Probing Charge Dynamics in Amorphous Oxide Semiconductors by Time-of-Flight Microwave Impedance Microscopy

Abstract

The unique electronic properties of amorphous indium gallium zinc oxide (a-IGZO) thin films are closely associated with the complex charge dynamics of the materials. Conventional studies of charge transport in a-IGZO usually involve steady-state or transient measurements on field-effect transistors. Here, we employed microwave impedance microscopy to carry out position-dependent time-of-flight (TOF) experiments on a-IGZO devices, which offer spatial and temporal information on the underlying transport dynamics. The drift mobility calculated from the delay time between carrier injection and onset of TOF response is 2–3 cm²/(V s), consistent with the field-effect mobility from device measurements. The spatiotemporal conductivity data can be nicely fitted to a two-step function, corresponding to two coexisting mechanisms with a typical time scale of milliseconds.
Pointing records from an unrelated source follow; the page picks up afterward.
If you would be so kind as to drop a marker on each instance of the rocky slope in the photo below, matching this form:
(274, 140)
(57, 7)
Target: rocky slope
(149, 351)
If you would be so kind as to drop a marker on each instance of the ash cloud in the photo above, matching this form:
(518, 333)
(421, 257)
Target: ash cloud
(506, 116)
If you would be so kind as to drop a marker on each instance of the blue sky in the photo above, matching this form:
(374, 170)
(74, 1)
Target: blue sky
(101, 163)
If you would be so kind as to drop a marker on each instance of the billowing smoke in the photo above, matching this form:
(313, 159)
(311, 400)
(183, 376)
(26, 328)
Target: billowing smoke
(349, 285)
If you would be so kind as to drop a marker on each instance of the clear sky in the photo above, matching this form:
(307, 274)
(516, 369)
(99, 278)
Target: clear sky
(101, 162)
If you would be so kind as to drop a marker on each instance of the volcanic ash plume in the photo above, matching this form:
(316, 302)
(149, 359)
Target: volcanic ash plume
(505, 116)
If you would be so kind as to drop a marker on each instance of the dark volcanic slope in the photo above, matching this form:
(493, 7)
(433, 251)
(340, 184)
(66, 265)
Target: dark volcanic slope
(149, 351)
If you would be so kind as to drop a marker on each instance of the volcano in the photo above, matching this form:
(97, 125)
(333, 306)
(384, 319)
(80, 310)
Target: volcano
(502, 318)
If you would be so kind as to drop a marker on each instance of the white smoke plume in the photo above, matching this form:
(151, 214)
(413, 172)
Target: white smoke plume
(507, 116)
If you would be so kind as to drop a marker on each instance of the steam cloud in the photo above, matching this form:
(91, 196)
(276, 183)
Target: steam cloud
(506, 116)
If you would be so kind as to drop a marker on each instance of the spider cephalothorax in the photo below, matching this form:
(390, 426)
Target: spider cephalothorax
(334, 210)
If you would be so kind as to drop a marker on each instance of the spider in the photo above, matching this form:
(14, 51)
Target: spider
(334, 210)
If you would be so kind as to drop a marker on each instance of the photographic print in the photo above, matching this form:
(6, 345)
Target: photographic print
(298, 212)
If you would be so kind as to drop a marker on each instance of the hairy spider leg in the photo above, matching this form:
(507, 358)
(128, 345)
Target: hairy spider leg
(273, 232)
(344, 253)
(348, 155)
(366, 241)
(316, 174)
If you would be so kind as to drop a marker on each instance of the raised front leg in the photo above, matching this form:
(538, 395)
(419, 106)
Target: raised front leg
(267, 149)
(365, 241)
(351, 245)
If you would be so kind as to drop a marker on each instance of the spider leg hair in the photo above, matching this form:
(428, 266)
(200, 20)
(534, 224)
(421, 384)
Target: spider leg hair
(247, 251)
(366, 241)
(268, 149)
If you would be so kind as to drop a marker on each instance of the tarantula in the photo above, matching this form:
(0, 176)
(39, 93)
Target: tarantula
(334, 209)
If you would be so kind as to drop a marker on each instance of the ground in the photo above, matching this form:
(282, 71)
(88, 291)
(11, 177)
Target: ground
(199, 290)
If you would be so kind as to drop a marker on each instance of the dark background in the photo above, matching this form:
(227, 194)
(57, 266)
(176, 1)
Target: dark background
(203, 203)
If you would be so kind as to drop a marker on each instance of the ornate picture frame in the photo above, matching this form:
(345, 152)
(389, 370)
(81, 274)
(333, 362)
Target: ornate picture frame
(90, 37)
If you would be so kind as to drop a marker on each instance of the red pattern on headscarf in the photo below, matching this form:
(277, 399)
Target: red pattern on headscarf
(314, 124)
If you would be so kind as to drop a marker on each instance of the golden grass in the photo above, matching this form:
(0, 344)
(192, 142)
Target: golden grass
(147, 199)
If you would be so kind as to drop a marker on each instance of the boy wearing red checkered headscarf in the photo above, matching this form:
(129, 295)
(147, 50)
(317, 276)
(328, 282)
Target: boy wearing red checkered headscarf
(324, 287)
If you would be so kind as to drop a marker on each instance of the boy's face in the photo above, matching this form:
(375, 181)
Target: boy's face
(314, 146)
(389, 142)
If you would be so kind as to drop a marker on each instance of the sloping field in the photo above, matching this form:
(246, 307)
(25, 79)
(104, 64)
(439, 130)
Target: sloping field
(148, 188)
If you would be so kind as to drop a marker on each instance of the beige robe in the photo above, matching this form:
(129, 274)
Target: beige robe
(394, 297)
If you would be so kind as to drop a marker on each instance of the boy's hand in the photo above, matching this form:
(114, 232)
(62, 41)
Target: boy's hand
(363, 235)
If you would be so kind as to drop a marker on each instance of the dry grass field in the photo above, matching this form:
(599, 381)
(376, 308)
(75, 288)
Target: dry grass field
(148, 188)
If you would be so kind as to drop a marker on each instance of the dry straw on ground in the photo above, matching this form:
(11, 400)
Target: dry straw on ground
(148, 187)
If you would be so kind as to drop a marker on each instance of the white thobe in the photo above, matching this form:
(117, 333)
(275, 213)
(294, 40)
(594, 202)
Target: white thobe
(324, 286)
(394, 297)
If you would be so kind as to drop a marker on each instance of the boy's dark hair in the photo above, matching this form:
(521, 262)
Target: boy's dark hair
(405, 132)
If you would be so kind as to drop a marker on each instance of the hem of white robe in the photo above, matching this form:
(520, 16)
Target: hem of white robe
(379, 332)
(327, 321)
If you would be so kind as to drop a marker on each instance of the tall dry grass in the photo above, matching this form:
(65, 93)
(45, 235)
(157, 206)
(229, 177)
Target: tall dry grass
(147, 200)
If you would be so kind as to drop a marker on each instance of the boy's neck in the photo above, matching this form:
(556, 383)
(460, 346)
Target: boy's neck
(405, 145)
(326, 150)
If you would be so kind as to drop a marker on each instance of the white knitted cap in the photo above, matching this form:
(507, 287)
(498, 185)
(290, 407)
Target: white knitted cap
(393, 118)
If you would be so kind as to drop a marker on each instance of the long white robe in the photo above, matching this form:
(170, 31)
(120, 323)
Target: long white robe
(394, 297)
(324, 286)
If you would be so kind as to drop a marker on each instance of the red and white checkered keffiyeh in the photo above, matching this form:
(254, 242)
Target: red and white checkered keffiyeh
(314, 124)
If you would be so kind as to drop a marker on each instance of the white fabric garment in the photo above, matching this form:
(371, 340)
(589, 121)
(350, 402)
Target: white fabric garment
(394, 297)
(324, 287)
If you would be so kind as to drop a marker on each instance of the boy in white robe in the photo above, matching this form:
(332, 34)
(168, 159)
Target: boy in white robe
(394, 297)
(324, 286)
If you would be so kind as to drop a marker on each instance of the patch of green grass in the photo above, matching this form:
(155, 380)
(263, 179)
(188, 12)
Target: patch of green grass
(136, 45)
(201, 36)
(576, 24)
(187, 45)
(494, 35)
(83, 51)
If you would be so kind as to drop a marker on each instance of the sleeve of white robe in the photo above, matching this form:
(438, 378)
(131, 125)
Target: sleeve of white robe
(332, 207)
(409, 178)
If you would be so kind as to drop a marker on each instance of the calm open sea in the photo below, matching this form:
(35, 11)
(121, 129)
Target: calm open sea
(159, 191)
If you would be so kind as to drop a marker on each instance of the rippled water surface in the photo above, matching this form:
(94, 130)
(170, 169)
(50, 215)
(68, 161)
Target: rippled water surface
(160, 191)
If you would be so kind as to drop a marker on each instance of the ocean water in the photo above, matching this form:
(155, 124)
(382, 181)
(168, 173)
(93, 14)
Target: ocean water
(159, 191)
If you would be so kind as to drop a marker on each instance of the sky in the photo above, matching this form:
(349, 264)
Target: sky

The competition between multiple-trap-and-release conduction through band-tail states and hopping conduction through deep trap states is evident from the fitting parameters. The underlying length scale and time scale of charge dynamics in a-IGZO are of fundamental importance for transparent and flexible nanoelectronics and optoelectronics, as well as emerging back-end-of-line applications.